Precinct General Election Results
| Year | Republican | Democratic | Third parties |
|---|---|---|---|
| 2020 | 67.8% 227 | 31.3% 105 | 0.9% 3 |
| 2016 | 57.5% 195 | 34.5% 117 | 8.0% 27 |
| 2012 | 45.4% 148 | 52.8% 172 | 1.8% 6 |
| 2008 | 45.3% 153 | 53.0% 179 | 1.7% 6 |
| 2004 | 42.1% 143 | 56.8% 193 | 1.1% 4 |
| 2000 | 42.0% 142 | 49.1% 166 | 8.9% 30 |
| 1996 | 26.1% 89 | 63.1% 215 | 10.8% 37 |
| 1992 | 29.8% 108 | 49.6% 180 | 20.6% 75 |
| 1988 | 29.3% 119 | 70.7% 287 | 0.0% 0 |
| 1984 | 39.4% 163 | 60.6% 251 | 0.0% 0 |
| 1980 | 39.2% 191 | 53.6% 261 | 7.2% 35 |
| 1976 | 26.2% 102 | 70.5% 275 | 3.3% 13 |
| 1972 | 32.2% 126 | 66.0% 258 | 1.8% 7 |
| 1968 | 30.2% 117 | 65.6% 254 | 4.2% 16 |
| 1964 | 22.3% 88 | 77.7% 306 | 0.0% 0 |
| 1960 | 26.1% 109 | 73.6% 307 | 0.3% 1 |

==Arts and culture==
===Toquatennial Days===
In an effort to promote tourism, the Graceville Civic Group began Toquatennial Days on the first weekend of July in 1988, the 110th anniversary of the town's founding. Events included the crowning of "Miss Toquatennial" (entrants limited to women who would be seniors at the high school), a "Medallion Hunt", softball tournament, Sunday evening ice cream social and drag competition (an apparent parody of past Miss Toquatennials), two street dances (a free "kiddie" dance on Friday night, and the Graceville Volunteer Fire Department Fundraiser dance on Saturday night), and the Saturday morning "Graceville Gallop", a six-kilometer walk/run that circles Toqua Lake. The events culminated with a fireworks display at dusk on Sunday evening over Toqua Lake. Events continued to be held annually on the first weekend of July or last weekend of June until the Civic Group disbanded in 1998, but several local businesses and the Volunteer Fire Department have independently kept many of the events going every year, including the addition of a 3-on-3 basketball tournament and fire department "water fights".

==Education==
Graceville is part of the Clinton-Graceville-Beardsley School District (Independent School District 2888). It is an elementary and high school conglomerate consisting of rural schools in Big Stone County, which united in 1994. The school mascot is the Wolverine and the school newspaper is the "Paw Press." The high school is in Graceville and the elementary school in nearby Clinton.

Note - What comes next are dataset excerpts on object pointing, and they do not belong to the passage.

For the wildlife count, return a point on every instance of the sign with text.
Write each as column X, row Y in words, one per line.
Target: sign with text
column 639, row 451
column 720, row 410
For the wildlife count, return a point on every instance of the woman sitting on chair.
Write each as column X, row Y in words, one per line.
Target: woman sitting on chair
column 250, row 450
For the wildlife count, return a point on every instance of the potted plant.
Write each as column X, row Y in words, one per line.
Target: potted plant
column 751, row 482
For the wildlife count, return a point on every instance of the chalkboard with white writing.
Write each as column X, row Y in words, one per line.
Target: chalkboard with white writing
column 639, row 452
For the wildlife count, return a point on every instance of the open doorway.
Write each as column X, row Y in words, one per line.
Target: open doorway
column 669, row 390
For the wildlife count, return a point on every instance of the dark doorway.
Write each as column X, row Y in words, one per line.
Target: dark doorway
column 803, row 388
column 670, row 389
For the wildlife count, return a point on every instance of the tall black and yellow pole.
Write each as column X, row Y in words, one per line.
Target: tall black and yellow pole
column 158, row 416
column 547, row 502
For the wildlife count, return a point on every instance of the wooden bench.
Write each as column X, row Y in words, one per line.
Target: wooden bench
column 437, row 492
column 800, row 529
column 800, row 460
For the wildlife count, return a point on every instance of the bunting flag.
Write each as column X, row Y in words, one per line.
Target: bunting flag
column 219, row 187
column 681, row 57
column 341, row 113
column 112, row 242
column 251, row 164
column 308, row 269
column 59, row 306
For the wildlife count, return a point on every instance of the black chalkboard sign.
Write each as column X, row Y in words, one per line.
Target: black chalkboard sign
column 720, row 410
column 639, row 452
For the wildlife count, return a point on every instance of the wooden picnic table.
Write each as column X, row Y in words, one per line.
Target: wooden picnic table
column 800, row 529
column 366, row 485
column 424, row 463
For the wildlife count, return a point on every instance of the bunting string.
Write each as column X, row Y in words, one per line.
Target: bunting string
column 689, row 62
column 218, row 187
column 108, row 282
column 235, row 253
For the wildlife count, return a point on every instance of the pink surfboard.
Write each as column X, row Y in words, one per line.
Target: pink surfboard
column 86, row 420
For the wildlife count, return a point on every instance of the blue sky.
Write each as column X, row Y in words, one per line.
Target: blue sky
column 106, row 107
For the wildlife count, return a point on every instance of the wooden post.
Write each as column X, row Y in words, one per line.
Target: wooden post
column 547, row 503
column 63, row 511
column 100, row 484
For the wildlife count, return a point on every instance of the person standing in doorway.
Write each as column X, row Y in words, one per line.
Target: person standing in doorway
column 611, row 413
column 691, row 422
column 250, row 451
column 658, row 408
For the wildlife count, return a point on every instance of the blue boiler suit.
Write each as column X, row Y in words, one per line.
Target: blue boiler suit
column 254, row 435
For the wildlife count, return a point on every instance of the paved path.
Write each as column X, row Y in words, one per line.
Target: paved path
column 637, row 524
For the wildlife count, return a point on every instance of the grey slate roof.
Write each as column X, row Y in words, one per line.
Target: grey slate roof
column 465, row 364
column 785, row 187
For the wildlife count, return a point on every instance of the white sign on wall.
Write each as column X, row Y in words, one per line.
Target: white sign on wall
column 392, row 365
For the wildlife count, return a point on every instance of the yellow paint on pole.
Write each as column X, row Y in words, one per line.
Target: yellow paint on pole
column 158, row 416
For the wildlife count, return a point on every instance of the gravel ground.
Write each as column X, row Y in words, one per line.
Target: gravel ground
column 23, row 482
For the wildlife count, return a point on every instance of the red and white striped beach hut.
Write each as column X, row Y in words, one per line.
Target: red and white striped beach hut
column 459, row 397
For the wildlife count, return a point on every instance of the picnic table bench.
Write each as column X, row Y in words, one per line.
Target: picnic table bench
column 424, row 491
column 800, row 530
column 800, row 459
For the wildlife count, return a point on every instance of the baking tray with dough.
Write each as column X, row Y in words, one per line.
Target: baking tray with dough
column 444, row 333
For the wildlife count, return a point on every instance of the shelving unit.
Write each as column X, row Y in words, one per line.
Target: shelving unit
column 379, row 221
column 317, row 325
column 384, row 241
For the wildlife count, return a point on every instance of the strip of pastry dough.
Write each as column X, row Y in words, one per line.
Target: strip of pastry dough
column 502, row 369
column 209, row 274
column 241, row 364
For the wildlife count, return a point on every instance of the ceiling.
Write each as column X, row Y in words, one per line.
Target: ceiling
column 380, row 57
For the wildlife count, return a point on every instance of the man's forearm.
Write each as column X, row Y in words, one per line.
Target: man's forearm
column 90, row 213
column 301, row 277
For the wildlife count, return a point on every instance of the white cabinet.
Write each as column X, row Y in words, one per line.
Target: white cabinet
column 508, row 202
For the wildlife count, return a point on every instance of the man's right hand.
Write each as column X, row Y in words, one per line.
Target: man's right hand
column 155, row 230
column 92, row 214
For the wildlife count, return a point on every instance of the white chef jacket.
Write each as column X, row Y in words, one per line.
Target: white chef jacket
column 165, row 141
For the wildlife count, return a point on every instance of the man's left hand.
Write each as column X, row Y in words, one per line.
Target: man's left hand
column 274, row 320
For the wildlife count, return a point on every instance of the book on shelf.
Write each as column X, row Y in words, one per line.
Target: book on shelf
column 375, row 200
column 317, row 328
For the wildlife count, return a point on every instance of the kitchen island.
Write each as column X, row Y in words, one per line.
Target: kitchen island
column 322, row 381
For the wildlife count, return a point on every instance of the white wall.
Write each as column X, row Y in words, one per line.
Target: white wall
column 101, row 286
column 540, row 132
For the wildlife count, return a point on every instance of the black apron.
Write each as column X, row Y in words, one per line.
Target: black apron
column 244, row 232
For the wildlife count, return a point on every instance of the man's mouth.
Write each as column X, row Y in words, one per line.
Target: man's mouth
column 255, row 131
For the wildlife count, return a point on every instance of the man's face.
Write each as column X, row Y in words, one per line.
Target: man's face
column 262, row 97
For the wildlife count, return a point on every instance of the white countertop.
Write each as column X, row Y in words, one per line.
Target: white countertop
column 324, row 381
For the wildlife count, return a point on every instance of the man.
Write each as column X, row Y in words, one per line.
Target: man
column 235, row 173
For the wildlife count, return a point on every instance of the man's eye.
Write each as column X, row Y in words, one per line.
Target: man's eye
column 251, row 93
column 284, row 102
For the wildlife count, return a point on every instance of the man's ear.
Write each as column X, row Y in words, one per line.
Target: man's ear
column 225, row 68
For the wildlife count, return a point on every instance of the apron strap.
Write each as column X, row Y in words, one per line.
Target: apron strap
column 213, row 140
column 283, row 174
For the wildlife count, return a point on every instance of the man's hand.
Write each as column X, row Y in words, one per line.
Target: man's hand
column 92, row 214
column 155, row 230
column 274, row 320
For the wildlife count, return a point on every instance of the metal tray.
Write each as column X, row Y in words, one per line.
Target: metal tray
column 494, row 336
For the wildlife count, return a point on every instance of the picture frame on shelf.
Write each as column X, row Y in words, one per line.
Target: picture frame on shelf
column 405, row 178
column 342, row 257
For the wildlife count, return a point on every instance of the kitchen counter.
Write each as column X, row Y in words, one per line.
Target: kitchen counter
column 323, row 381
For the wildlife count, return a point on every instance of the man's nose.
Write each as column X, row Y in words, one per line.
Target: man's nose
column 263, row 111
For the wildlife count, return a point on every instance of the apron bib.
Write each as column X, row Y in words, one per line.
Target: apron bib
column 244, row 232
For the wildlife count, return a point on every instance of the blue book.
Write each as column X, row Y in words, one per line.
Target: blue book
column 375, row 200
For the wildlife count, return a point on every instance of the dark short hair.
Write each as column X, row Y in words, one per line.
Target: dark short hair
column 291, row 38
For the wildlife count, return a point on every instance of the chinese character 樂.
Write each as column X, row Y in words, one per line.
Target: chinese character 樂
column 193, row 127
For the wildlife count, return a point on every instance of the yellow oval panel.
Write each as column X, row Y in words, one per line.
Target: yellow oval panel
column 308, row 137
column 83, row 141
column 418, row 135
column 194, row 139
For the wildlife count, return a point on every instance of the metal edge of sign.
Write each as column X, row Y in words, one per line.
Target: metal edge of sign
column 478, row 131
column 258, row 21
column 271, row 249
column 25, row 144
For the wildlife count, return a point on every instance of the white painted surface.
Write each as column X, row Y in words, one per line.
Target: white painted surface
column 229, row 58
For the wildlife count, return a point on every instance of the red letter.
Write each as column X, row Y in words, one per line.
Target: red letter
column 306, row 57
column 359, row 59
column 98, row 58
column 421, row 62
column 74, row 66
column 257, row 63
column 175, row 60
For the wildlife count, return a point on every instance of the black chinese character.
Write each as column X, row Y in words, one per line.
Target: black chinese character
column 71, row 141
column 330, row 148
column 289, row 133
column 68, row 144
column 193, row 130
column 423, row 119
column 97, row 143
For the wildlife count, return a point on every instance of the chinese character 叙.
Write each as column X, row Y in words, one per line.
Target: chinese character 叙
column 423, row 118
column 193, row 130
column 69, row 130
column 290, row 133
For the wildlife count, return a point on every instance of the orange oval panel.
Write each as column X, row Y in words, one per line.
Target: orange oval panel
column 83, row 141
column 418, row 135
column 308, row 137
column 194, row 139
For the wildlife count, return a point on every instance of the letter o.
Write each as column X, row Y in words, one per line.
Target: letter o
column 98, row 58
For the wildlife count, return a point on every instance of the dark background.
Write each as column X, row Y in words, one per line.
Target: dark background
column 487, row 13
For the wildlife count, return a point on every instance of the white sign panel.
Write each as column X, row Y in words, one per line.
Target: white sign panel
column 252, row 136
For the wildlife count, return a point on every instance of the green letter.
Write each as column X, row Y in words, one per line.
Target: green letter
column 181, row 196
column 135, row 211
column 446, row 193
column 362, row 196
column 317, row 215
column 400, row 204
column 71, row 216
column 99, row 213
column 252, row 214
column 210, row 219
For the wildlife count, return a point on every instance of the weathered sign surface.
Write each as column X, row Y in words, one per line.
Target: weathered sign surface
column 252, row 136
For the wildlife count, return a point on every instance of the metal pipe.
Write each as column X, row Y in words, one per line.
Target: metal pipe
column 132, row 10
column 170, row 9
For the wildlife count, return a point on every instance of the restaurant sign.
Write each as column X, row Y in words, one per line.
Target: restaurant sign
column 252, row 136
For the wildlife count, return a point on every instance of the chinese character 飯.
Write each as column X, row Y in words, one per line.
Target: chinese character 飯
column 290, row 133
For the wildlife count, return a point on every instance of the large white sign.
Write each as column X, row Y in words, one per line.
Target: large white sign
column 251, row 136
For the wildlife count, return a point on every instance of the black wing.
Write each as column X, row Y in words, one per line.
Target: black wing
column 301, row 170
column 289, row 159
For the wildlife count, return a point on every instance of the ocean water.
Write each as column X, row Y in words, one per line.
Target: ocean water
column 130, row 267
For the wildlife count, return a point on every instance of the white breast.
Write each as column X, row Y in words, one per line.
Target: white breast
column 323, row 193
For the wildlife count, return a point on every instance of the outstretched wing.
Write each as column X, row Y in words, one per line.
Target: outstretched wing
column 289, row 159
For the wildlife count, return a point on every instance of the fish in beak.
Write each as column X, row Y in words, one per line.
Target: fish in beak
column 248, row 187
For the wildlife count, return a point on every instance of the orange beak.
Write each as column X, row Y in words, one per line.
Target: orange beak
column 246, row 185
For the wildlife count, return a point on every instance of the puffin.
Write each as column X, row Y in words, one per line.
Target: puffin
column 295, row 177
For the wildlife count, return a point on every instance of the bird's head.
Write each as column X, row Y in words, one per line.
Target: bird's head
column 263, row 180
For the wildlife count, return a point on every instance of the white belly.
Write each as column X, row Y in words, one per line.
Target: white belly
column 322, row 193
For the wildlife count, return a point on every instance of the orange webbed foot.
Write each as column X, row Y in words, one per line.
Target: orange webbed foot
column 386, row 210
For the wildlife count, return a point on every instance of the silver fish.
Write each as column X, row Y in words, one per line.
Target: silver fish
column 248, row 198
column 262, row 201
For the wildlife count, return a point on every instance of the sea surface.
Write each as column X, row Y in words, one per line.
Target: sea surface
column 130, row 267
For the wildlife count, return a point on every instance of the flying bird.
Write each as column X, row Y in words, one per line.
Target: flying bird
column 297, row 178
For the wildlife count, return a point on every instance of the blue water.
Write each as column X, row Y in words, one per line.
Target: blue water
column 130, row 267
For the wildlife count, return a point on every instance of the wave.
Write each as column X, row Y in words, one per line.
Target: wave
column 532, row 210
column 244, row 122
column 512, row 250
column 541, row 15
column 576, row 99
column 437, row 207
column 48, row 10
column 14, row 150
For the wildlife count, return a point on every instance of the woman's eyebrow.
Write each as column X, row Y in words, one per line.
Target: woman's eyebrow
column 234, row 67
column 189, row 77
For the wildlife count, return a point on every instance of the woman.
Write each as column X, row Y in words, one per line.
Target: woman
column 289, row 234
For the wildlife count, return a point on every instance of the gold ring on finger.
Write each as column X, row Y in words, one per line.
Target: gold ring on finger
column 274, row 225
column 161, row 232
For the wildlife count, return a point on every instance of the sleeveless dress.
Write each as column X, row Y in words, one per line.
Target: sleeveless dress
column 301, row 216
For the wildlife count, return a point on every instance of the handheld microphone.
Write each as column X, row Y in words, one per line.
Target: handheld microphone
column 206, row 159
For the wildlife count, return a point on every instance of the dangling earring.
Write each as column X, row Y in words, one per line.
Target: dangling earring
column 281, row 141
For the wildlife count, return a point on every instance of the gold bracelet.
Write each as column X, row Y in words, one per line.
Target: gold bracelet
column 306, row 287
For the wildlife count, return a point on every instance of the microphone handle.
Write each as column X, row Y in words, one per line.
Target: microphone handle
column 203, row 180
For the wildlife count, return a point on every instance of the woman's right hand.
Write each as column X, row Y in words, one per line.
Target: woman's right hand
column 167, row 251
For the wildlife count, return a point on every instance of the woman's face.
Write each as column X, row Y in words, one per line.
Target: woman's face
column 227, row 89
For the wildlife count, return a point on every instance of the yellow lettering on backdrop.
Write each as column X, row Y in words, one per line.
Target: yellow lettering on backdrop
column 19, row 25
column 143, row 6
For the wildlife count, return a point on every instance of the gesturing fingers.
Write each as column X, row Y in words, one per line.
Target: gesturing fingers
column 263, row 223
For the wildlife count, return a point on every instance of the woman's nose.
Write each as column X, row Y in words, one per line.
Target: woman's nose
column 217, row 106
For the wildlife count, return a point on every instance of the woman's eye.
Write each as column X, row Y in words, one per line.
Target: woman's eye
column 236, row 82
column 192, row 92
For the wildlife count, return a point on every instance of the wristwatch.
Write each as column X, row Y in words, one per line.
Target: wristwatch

Clinton-Graceville-Beardsley High School earned the Minnesota State High School League Championship in 9-man football, played at the H.H.H. Metrodome on November 13, 2012. In 2009, C-G-B High School competed in the semifinal game against Stephen-Argyle School District, losing 18–21. C-G-B sports compete in the Pheasant Conference of the Minnesota State High School League.

==Notable people==
- Charles A. Berg, farmer and politician
- Congresswoman Madeleine Bordallo.
- Irish language storyteller Éamon a Búrc (1866–1942) was a resident in the early years of settlement.
- Birthplace of Jack Conway Director, producer and actor from the first half of the 20th century.
- Arthur Willard Davis (born June 6, 1942 in Graceville), Major League Baseball first baseman
- Todd Hendricks (born August 13, 1968 in Graceville) is a former professional football player.
- Birthplace of former Minnesota Twins baseball manager Tom Kelly
- Maureen Owen (born July 6, 1943, in Graceville), poet, editor, and biographer
- Birthplace of Charles "Charlie" Ryan Singer and songwriter, best known "Hot Rod Lincoln".